Si sentimos que, una vez que la ciencia nos dice que la muerte es inexorable (porque como médicos siempre luchamos por la vida, por curar las enfermedades, dejamos todo en la cancha para mejorar la vida y calidad de vida de pacientes, pero también la profesión es ayudar, acompañar, empatizar) y el camino para prolongar la vida es cruel y doloroso, es coherente que permitamos la decisión de una muerte digna. No como una imposición a la que yo mismo me opondría sin ninguna duda, sino como un derecho meditado, sopesado, informado y maduro. Con garantías científicas y con la posibilidad de hacerlo para todos por igual.

Una sociedad es su historia y su futuro, su evolución. Es la mezcla de etnias, culturas, religiones e ideologías a través del trayecto de la historia. La libertad es cada vez más valorada por nuestra sociedad, que la reclama y la defiende. Es una muy buena novedad y debe estar cada vez más protegida y promovida por el marco legal.

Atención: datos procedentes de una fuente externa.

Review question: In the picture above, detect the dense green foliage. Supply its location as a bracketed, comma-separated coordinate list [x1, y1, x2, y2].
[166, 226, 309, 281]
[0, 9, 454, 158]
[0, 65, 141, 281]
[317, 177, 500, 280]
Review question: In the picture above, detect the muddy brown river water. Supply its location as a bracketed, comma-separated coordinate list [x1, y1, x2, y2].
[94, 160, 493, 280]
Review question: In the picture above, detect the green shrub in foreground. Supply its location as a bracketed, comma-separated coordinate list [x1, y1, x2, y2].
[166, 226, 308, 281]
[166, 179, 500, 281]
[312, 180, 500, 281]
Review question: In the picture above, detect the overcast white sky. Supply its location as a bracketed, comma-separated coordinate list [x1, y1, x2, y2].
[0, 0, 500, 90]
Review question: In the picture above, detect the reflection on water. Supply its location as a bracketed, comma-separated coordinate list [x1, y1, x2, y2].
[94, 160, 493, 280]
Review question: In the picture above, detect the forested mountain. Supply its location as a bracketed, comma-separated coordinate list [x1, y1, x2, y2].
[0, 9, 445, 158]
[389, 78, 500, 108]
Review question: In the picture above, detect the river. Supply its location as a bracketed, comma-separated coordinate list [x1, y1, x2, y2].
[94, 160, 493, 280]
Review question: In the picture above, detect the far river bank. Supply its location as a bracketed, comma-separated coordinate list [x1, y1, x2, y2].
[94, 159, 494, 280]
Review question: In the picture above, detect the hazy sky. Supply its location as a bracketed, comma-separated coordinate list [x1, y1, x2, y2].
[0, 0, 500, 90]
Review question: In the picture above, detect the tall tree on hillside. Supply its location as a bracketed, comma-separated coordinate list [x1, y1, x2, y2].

Dado que la muerte es una certeza, queremos que sea lo menos cruel y dolorosa posible. Y que sus circunstancias sean lo más justas posible con la dignidad de la persona y con la alegría con la que queremos homenajearla.

También nuestra relación con la medicina está cambiando. Los médicos ya no somos la voz sagrada de lo que se debe hacer, o no. Por supuesto que respondemos con nuestra formación y nuestros procedimientos de control, y también con los siglos de evolución científica que nos fortalecen como profesión y disciplina. Pero ahora los usuarios tienen mucho más poder; ya no son meros espectadores de nuestras decisiones, por suerte. Este “empoderamiento”, como se lo llama ahora, respalda la dignidad, la autonomía y la calidad de vida de los usuarios. Y nos obliga a los médicos a ser mejores día tras día.

Lo que se propone en este proyecto de ley es una muy responsable, madura y prudente posibilidad de eutanasia. En aquellos lugares donde existe un marco legal como este, por ejemplo en el estado de Washington, en Estados Unidos, en Bélgica o en Holanda, entre 80% y 90% de quienes solicitan este procedimiento pasaron antes por cuidados paliativos de calidad. O sea: esto no es incompatible ni se opone a los cuidados paliativos.

Todo esto forma parte de un cambio positivo y humanista, que se da en todo el mundo.

Los propios códigos de ética médicos ya no consideran a la eutanasia algo contrario a la ética médica. Los códigos de ética son cuerpos dinámicos que se deben ajustar a las realidades sociales y culturales de las sociedades.

Nunca es fácil cambiar estas cuestiones, y mucho menos cuando son tan difíciles de conversar. Pero es tiempo de hacerlo, de abrir esta posibilidad respetando las demás. Este es un paso de tolerancia y de promoción de la libertad, sobre la base del amor, de la protección de la dignidad y la diversidad de opiniones de la sociedad.

Que cada uno pueda finalizar su camino con el cuidado con que lo transitó. Es lo que queremos para nosotros mismos, y es lo que queremos para los demás. Este año tenemos la oportunidad de hacerlo.

Para que a Juan, y a tantas Juanas y Juanes, se les dé la libertad de decidir su dignidad y su paz en las sonrisas finales de su vida.

Federico Preve es médico, profesor adjunto de la cátedra de Neurología.